Although The Brockley Mess is perfectly accommodating to young children, it doesn't go out of its way to court them. There's no specific children's menu, most of the tables are quite close together, providing relatively little wriggle room for toddlers and the surfaces are unyielding. The wine list and the gallery suggest they imagined pulling in a more adult clientele.Nonetheless, at the school gates of our son's school, we've heard plenty of mums talking excitedly about heading straight there as soon as their kids were in class.
The resentment its popularity with parents has engendered in some former Moonbow regulars in search of a quiet coffee is good news in the long-term, suggesting that plans to create a cafe in Hilly Fields and a tea room in Brockley Cross will be viable. The market in Brockley is big enough to sustain a range of options, if the quality is good enough.
The front of the cafe makes wonderfully efficient use of space - it's hard to believe that it's the same size as Moonbows. The bar has been shortened to provide more seating and two very comfortable booths have been added. The back is a different story. The gallery seems to be ignored by everyone except the management and every day they must have to parents not to park their pushchairs in the empty space, as they did us. Given the overwhelming custom the Mess has attracted since it opened, perhaps it's a conscious decision not to add even more tables.
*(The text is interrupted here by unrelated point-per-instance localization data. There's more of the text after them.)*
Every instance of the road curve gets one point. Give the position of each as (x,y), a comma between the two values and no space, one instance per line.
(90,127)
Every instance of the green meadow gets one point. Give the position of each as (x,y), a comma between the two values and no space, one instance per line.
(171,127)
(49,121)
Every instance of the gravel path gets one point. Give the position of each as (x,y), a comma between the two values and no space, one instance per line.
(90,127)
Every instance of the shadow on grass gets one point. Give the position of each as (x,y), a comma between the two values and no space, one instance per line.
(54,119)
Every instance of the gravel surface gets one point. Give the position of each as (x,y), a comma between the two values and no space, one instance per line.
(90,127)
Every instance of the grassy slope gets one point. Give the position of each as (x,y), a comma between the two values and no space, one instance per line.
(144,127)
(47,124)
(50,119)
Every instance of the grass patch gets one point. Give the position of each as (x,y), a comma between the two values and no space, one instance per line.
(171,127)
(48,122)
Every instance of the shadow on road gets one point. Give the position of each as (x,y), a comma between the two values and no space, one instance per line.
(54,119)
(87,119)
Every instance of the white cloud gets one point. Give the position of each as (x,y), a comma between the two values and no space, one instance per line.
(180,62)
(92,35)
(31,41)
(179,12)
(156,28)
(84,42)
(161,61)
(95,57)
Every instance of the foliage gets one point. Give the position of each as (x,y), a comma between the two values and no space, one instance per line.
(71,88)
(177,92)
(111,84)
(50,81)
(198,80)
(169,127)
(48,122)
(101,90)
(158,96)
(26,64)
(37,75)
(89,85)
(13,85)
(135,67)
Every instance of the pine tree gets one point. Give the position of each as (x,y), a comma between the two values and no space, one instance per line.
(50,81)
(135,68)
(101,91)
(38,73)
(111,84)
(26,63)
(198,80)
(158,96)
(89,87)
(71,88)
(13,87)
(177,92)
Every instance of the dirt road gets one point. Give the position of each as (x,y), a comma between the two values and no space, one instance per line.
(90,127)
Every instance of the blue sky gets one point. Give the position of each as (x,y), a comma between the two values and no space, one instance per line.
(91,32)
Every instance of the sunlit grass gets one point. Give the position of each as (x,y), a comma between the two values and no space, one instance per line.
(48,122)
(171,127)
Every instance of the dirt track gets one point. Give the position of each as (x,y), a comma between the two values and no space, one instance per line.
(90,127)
When it's crowded, as it was on our morning visit, the experience can be fraught. The customers feel squashed, the acoustics make the place pretty noisy and the staff seem stretched. We left after our first drink and retreated to the relative calm of Jam Circus for something to eat. Mindful that a couple of fruit juices isn't really a reasonable basis for a review we went back after lunch, when the place was quieter. It was transformed.
When it's not full to bursting, The Brockley Mess is lovely. The waitress was chatty, the booth was comfy and our order came quickly. There seems to be no dispute among BCers about the quality of the food they serve. We ordered a brownie and a tea cake, which were both delicious (the brownie came in a very generous portion), while the coffee and tea served was lovely.
"Is it always as busy as it was earlier?" we asked the waitress as she took our order. "On weekends yes," she replied smiling, "but if you like it quieter then I recommend you come earlier in the week."